# Weather forecast



## Mozart (Jul 17, 2018)

What am I supposed to make of this?? :lol:

Today:
0% chance of rain but 0.06" expected rainfall

Tomorrow:
20% chance of 0" of rain. Does that mean 80% chance of > 0" of rain? :lol:

The weather forecast in general has been extremely inaccurate this year!


----------



## Powhatan (Dec 15, 2017)

It means somewhere in the predicted area they are receiving an inaccurate forecast :lol:


----------



## desirous (Dec 15, 2017)

The % and inches use different time frames. The 0.06" for "today" covers today morning through tomorrow morning.
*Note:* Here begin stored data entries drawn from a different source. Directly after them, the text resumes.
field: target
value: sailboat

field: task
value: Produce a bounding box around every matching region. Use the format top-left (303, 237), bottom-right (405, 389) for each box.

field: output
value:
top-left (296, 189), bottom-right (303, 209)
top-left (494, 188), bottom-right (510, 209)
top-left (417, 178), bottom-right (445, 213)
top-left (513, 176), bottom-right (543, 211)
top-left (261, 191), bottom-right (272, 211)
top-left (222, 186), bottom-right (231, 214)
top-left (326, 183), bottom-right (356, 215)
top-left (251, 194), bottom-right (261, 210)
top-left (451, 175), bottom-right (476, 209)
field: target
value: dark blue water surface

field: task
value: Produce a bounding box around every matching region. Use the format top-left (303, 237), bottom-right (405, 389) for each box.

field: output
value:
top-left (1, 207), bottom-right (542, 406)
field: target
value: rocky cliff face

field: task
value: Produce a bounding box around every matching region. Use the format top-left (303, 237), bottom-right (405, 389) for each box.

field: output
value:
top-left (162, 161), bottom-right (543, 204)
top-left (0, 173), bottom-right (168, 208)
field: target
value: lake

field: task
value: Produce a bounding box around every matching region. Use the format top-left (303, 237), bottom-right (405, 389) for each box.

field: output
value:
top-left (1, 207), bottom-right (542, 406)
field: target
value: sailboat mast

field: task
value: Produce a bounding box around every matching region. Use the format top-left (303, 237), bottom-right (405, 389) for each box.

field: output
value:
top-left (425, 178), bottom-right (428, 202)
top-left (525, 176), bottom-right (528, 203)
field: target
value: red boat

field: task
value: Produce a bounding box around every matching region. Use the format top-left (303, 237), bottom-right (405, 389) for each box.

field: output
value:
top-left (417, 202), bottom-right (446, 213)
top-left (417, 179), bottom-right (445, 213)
I don't have a guess about the time frame that the % chance covers, but I am sure it's different.

Yes, I agree it's inconsistent, but I guess that's what their UX experts decided is most intuitive for the majority of users...


----------



## dfw_pilot (Jan 28, 2017)

Mozart said:


> What am I supposed to make of this?? :lol:


What I make of it is that predicting rain within a few hours is difficult, yet I should trust the predictions for the climate 100 years from now or be shouted down.


----------



## pennstater2005 (Jul 17, 2017)

dfw_pilot said:


> Mozart said:
> 
> 
> > What am I supposed to make of this?? :lol:
> ...


 :beer:


----------



## Green (Dec 24, 2017)

dfw_pilot said:


> Mozart said:
> 
> 
> > What am I supposed to make of this?? :lol:
> ...


But long term trends tend to average out over time, and the direction they're going in becomes more apparent as more time goes on. Like how jet engine designs have improved over time. Which reminds me...now I'm seeing more blowers using small-scale versions of turbine fans.


----------



## TN Hawkeye (May 7, 2018)

As my dad always said,"It's a definite maybe."


----------